Estes processos cuidam basicamente do desenvolvimento habitacional da cidade, com relação a construções na área urbana e rural de Guarapari. O PDM, que foi discutido através de audiências públicas, impõe limites ou libera construções por toda a cidade.

Para saber onde foi parar o processo, o presidente da Câmara, José Wanderlei Astori (PEN), através de uma portaria, resolveu constituir uma Comissão de Apuração, Localização e Restauração dos processos. Ele designou três servidores efetivos da câmara para fazerem parte desta comissão, que tem 30 dias para localizar os processos do PDM.

Segundo Astori, havia uma ressalva no projeto, que permitiria o prefeito ou um secretário de autorizar a construção de prédios sem passar pela Câmara.
Segundo Astori, havia uma ressalva no projeto, que permitiria o prefeito ou um secretário de autorizar a construção de prédios sem passar pela Câmara.

Fernando Otávio, presidente do Sindicado da Indústria da Construção Civil de Guarapari (Sindicig), comentou o assunto. “Essas leis estavam para ser votadas há cerca de um ano na Câmara. Isso é um desrespeito com a população de Guarapari, que precisa saber os detalhes da lei, as modificações que foram feitas e os impactos sobre a cidade. Essa situação do sumiço desses processos são muito preocupantes”, disse.

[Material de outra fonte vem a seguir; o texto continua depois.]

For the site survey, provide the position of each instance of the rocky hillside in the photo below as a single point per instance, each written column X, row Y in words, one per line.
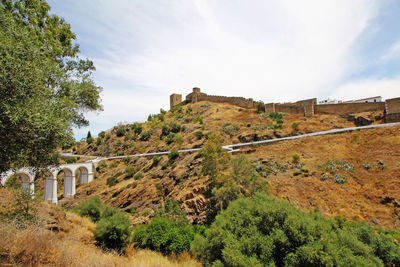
column 354, row 175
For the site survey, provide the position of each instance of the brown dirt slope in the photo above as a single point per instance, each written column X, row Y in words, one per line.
column 66, row 239
column 369, row 192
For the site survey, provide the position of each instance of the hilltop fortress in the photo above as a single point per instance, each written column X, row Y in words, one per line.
column 308, row 107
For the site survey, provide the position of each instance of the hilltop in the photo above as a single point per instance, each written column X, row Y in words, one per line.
column 350, row 174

O Presidente da Câmara, Wanderlei Astori, disse ao Portal 27 que deu falta do processo na sexta (14) e já na segunda (17), abriu a comissão para investigar o sumiço. “Eu não posso acusar ninguém. Já tomei as providencias e sei que a responsabilidade sobre isso é minha, pois eu sou o presidente”, afirmou.

Extraordinária. O projeto de PDM passou pela Câmara, sofreu alterações, mas recebeu o veto do prefeito Orly Gomes. Mas Wanderley acredita que tudo vai se resolver. “Sempre coloquei tudo em votação. Acredito que vamos achar o processo e acabou tudo isso. Já busquei imagens, tudo. Vamos tentar achar” explicou.

Cerca de 12 vereadores protocolaram o pedido de sessão extraordinária para as 14 horas desta quinta-feira (20) para discutir essa situação do PDM. Mas sem o projeto esse projeto de lei do PDM para ser votado, a sessão pode não acontecer. “Se não acharmos fica difícil. Mas posso pedir uma segunda via a prefeitura”, finalizou o presidente.